Chattanooga, Tennessee – January 12, 2012 – CapitalMark Bank & Trust announces successful initial deployment of capital received through the Small Business Lending Fund (SBLF) with a 15% increase in lending as stated in a recent release by the Treasury. CapitalMark received a total of $18.2 million to lend to businesses with revenues up to $50 million. The SBLF, a component of the Small Business Jobs Act, was established to encourage banks with assets under $10 billion to increase lending to small businesses, thus stimulating new jobs and boosting economic growth. Only 41% of banks that applied to participate were approved with criteria based upon strength, stability and performance.

Chattanooga President Kenny Dyer states, “We were pleased to participate and were confident that we could put the funds to work, lending to businesses with solid plans and continuing to grow our bank. Our participation will benefit both clients and shareholders. Further, we know that the community benefits when small businesses succeed in obtaining capital to invest, expand and hire.”

CapitalMark is one of 281 banks nationwide that qualified for SBLF funding totaling approximately $4 billion. CapitalMark reported assets of $580 million in the 3rd quarter 2011, representing a 33% increase year-over-year. CapitalMark consistently out-performs its peers in metrics analyzing profitability, performance and stability.

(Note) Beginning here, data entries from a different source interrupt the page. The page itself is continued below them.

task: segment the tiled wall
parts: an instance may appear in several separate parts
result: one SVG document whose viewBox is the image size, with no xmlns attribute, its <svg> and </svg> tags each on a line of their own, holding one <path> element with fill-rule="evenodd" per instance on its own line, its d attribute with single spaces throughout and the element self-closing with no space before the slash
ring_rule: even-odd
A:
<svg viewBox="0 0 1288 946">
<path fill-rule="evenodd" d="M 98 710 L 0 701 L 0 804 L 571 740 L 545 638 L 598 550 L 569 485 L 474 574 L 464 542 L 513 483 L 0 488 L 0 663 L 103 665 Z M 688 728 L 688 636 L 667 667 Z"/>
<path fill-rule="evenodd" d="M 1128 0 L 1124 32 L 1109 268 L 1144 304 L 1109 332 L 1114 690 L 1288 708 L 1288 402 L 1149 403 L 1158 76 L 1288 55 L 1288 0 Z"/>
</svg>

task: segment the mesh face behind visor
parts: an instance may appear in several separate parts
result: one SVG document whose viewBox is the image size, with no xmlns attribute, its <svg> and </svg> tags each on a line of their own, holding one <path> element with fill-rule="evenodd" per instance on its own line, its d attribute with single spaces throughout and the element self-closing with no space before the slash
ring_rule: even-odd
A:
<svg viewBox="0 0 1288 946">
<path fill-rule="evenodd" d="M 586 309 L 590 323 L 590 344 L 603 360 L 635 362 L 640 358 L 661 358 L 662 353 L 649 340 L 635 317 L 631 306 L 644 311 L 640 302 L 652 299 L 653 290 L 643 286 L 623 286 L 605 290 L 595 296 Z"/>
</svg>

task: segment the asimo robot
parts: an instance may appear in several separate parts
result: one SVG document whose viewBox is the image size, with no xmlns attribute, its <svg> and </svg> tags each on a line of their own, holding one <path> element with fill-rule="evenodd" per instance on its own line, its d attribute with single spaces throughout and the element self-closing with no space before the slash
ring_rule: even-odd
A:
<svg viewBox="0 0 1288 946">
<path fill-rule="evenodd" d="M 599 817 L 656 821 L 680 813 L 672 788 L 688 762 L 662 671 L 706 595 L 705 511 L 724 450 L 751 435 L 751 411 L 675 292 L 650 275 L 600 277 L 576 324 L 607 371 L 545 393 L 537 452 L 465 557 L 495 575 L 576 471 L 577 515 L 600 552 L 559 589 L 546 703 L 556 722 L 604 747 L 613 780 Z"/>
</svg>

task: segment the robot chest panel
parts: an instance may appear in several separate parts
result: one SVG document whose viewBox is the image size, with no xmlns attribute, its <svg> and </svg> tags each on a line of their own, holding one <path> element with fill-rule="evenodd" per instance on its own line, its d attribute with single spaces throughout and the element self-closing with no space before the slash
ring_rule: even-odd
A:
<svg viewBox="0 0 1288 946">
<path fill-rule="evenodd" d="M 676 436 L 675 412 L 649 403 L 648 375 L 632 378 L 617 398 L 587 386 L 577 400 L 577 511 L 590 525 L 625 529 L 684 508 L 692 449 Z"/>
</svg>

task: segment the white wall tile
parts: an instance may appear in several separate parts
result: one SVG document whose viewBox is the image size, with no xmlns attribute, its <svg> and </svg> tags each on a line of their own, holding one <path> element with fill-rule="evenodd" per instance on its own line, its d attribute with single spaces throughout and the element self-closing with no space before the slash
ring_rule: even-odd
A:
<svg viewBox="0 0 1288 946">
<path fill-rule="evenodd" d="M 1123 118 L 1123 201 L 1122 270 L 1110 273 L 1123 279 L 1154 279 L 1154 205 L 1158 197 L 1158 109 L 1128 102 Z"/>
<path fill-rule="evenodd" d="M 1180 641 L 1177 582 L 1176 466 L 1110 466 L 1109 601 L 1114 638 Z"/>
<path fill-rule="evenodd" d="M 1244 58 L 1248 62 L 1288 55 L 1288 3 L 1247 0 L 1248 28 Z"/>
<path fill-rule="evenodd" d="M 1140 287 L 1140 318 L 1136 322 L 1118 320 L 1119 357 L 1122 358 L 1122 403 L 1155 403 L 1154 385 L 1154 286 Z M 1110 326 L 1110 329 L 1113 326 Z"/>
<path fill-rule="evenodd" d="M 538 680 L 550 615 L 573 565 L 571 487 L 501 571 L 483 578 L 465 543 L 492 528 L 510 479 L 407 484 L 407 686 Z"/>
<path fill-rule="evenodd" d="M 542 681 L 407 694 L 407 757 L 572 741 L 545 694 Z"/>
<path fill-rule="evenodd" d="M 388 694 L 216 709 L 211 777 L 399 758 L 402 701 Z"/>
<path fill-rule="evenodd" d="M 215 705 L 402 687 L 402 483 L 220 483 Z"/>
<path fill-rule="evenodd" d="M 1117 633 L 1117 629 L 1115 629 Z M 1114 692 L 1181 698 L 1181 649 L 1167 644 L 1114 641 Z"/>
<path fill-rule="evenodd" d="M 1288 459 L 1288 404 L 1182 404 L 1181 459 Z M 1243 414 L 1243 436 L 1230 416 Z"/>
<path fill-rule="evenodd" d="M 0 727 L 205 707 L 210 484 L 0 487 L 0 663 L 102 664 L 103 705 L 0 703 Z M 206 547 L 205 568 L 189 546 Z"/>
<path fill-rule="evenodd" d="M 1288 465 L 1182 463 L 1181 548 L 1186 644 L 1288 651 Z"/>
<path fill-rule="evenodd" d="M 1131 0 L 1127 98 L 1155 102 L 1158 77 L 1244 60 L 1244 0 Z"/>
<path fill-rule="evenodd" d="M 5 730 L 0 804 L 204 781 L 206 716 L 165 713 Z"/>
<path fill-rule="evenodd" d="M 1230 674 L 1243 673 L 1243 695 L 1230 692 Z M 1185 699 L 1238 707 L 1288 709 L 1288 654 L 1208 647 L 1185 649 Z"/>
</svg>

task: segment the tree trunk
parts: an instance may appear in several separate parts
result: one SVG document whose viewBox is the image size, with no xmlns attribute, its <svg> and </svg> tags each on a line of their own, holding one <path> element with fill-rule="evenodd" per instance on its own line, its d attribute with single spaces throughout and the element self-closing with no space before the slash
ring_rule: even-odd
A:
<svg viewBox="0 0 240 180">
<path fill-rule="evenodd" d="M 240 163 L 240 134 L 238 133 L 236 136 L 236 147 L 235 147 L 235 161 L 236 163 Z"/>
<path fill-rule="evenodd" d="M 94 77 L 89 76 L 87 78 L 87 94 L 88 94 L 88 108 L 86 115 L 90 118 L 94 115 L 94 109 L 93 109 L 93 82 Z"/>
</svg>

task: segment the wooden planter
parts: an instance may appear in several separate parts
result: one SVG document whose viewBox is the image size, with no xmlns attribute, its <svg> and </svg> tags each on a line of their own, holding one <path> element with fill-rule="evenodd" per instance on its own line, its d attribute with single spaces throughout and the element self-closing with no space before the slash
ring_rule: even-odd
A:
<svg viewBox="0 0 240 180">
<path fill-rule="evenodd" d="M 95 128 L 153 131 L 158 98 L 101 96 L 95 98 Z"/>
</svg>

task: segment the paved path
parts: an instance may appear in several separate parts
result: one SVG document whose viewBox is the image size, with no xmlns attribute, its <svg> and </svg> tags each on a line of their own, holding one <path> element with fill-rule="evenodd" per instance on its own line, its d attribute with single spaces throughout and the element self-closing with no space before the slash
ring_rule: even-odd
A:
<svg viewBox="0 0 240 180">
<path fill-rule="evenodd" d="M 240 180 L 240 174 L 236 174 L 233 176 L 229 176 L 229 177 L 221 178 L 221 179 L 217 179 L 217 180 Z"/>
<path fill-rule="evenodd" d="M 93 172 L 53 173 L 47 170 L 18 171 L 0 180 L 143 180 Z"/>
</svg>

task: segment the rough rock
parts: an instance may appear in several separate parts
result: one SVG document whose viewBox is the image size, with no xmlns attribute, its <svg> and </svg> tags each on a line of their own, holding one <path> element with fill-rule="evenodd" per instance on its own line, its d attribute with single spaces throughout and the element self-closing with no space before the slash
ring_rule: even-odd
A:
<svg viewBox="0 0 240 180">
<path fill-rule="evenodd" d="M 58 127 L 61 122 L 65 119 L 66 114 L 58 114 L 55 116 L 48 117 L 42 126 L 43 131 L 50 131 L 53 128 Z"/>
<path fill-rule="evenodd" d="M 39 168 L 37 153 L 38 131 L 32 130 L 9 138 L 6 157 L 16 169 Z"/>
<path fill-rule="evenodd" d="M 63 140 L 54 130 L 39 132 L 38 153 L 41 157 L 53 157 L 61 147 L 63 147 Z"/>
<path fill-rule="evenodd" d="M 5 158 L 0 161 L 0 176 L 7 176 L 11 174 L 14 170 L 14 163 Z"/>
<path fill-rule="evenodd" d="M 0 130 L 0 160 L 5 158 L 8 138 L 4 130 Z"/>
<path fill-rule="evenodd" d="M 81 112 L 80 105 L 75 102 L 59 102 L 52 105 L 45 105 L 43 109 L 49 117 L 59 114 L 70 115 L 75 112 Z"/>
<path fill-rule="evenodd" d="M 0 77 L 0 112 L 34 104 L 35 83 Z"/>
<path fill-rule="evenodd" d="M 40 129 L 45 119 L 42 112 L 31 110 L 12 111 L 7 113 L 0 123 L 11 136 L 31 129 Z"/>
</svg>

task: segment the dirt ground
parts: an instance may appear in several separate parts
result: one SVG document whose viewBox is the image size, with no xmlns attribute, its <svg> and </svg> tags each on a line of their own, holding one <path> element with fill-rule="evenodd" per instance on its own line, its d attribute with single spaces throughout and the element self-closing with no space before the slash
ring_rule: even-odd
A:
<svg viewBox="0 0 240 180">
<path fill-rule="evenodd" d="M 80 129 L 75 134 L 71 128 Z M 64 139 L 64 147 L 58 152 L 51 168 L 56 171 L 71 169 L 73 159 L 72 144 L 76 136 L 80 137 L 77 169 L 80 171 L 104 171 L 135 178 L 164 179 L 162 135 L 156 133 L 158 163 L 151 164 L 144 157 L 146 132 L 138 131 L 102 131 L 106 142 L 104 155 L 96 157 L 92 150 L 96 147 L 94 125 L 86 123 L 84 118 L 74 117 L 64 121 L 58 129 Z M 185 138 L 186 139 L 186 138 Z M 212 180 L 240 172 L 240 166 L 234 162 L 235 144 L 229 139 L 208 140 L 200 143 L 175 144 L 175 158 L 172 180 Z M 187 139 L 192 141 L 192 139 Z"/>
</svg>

About CapitalMark Bank & Trust:

CapitalMark Bank & Trust offers a wide range of banking and trust services to businesses and individuals. Founded March 5, 2007, CapitalMark has locations in Chattanooga and Knoxville and received regulatory approval to open offices in Oak Ridge and Cleveland, TN. Additional information about CapitalMark and its full line of products and services can be found at


Statements made in this press release, other than those concerning historical information, should be considered forward-looking and subject to various risks and uncertainties. Such forward-looking statements are made based upon management’s belief as well as assumptions made by, and information currently available to, management pursuant to “safe harbor” provisions of the Private Securities Litigation Reform Act of 1995. Our actual results may differ materially from the results anticipated in forward-looking statements due to a variety of factors, including governmental monetary and fiscal policies, deposit levels, loan demand, loan collateral values, securities portfolio values, interest rate risk management, the effects of competition in the banking business from other commercial banks, thrifts, mortgage banking firms, consumer finance companies, credit unions, securities brokerage firms, insurance companies, money market funds and other financial institutions operating in our market area and elsewhere, including institutions operating through the Internet, changes in governmental regulation relating to the banking industry, including regulations relating to branching and acquisitions, failure of assumptions underlying the establishment of reserves for loan losses, including the value of collateral underlying delinquent loans, and other factors. We caution that such factors are not exclusive. We do not undertake to update any forward-looking statement that may be made from time to time by, or on behalf of, us.